Neuers überfälliger Schritt

Jetzt ist es offiziell. Am Mittwoch hat Manuel Neuer bekanntgegeben, dass er nicht mehr für die deutsche Nationalmannschaft spielen wird. Die Reaktionen reichen von „Zeit wird es“ bis „was für ein großartiger, großmütiger Schritt des besten Torwarts aller Zeiten“. Der „Kicker“ tat sich besonders hervor. Die Lobhudelei grenzte an Seligsprechung zu Lebend-Zeiten (geht das überhaupt?), dabei verfasste nicht einmal Bayern-Fanboy Carlo Wild die Zeilen. https://www.kicker.de/neuer-beendet-mit-stil-und-groesse-eine-einmalige-aera-1045795/artikel

Mein Kommentar dazu

Für mich kommt der Schritt keine Sekunde zu früh.Schon die Tatsache, dass ihn Bundestrainer Julian Nagelsmann zur unangefochteten Nummer 1 bei der EM machte, fand ich geradezu empörend und widersprach jedem Leistungsgedanken. Er hat dann ein ordentliches Turnier absolviert. Keine gravierenden Fehler, keine „Unhaltbaren“, die er entschärfte. Bei den Gegentoren eher schuldlos, in seinen besten Zeiten hätte er Dani Olmos Schuss zum 0:1 im Finale wohl gehalten.

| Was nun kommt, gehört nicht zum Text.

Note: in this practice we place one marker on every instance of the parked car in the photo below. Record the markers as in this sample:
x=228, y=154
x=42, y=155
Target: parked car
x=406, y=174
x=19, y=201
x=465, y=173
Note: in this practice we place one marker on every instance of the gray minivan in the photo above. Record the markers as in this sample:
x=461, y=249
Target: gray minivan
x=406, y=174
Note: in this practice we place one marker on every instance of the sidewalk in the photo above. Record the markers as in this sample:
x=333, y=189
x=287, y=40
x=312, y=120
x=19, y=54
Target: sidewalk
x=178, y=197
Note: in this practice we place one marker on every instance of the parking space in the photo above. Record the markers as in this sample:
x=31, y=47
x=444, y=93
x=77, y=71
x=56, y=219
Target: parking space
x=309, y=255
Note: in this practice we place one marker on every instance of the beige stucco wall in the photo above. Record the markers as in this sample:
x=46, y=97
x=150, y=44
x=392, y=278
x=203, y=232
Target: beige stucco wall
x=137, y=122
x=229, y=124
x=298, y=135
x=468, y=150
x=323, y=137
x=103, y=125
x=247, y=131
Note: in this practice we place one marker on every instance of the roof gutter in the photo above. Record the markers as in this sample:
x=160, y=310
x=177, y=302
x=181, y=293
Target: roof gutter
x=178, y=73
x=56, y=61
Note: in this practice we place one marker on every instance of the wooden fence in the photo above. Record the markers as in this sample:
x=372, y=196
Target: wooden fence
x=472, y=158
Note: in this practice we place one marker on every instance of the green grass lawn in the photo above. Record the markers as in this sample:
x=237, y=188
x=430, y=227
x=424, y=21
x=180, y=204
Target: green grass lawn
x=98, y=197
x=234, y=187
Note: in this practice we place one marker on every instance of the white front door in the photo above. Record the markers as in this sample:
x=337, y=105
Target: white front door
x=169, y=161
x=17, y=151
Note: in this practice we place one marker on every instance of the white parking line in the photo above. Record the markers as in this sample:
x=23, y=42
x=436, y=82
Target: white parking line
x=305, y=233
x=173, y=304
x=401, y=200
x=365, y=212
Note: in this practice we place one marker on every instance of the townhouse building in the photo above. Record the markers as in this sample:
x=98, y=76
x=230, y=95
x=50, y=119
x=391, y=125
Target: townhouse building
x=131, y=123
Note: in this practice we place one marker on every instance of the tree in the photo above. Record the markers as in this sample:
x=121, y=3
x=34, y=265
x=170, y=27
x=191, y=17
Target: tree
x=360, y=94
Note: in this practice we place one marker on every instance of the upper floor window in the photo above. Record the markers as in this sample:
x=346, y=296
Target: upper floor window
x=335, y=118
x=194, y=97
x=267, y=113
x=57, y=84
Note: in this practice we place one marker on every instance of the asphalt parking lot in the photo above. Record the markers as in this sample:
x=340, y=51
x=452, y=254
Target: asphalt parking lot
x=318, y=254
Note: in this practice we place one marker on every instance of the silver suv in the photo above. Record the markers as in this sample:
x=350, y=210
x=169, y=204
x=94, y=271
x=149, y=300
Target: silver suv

Manuel Neuer ist in Deutschland sankrosankt, alle überbieten sich in Lobeshymnen über den besten Torwart aller Zeiten. Dass er ein toller Schlussmann war, darüber brauchen wir nicht zu diskutieren. Ob er wirklich der beste aller Zeiten war, vermag ich nicht zu urteilen, denn die Jaschins, Zamoras habe ich gar nicht gesehen, und ich persönlich wage keine Rangliste allein in Deutschland zwischen Sepp Maier, Oliver Kahn und eben Neuer. Wohl dem, der sich da ein Urteil erlaubt.
Jedenfalls hat nicht nur meiner Meinung nach Neuer seine besten Tage schon länger hinter sich. Die würde ich in der Zeit zwischen 2010 und etwa 2017 sehen, als er wirklich grandiose Leistungen zu Hauf ablieferte und die Stürmer mit seiner mächtigen Erscheinung in Schockstarre versetzte. Aber auch hier: Erhöhung. Denken wir ans WM-Finale 2014, als er nach einem heftigen Check gegen Higuain eine Elfer plus Rot kassieren hätte müssen, aber von einem tomatenblinden Schiri profitierte. https://www.youtube.com/watch?v=vuLkOgVpT98

Jetzt also ohne Neuer. Wahrscheinlich ist dessen nicht ganz so freiwillig und großmütig. Ich glaube, dass Nagelsmann durchaus mit ihm weitergemacht hätte. Die EM gab kaum Anlass zu einer Änderung seiner Torwart-Rangliste. Aber er brauchte ein klares Bekenntnis, denn die leidige Torwartfrage wollte er auf jeden Fall vom Tisch haben. Und da passte es überhaupt nicht, dass Neuer allenfalls grundsätzliche Bereitschaft signalisierte, bis zur WM 2026 weiterzumachen, aber schon mal die nächsten beiden Länderspiele im September nicht bestreiten wollte. So wird es zumindest von bestens informierten Kreisen kolportiert. Unmittelbar nach der EM hatte Neuer ja schon öffentlich gesagt, er würde sioh „bis zu einem halben“ Jahr für seine Entscheidung Zeit geben. Das war unzumutbar für alle Beteiligten, gerade für Marc-André ter Stegen, die designierte Nummer 1 und für mich seit Jahren (viel?) besser als Neuer. Erstaunlich genug, dass er so lange stillhielt. Man denke nur Uli Stein und den „Suppenkasper“ Beckenbauer 1986 bei der WM. Eines war auch klar: Neuer wäre bei seinem fanatischem Ehrgeiz eine verdammt unzufriedene Nummer 2 hinter ter Stegen gewesen. Den Tort wollte sich Nagelsmann verständlicherweise nicht antun.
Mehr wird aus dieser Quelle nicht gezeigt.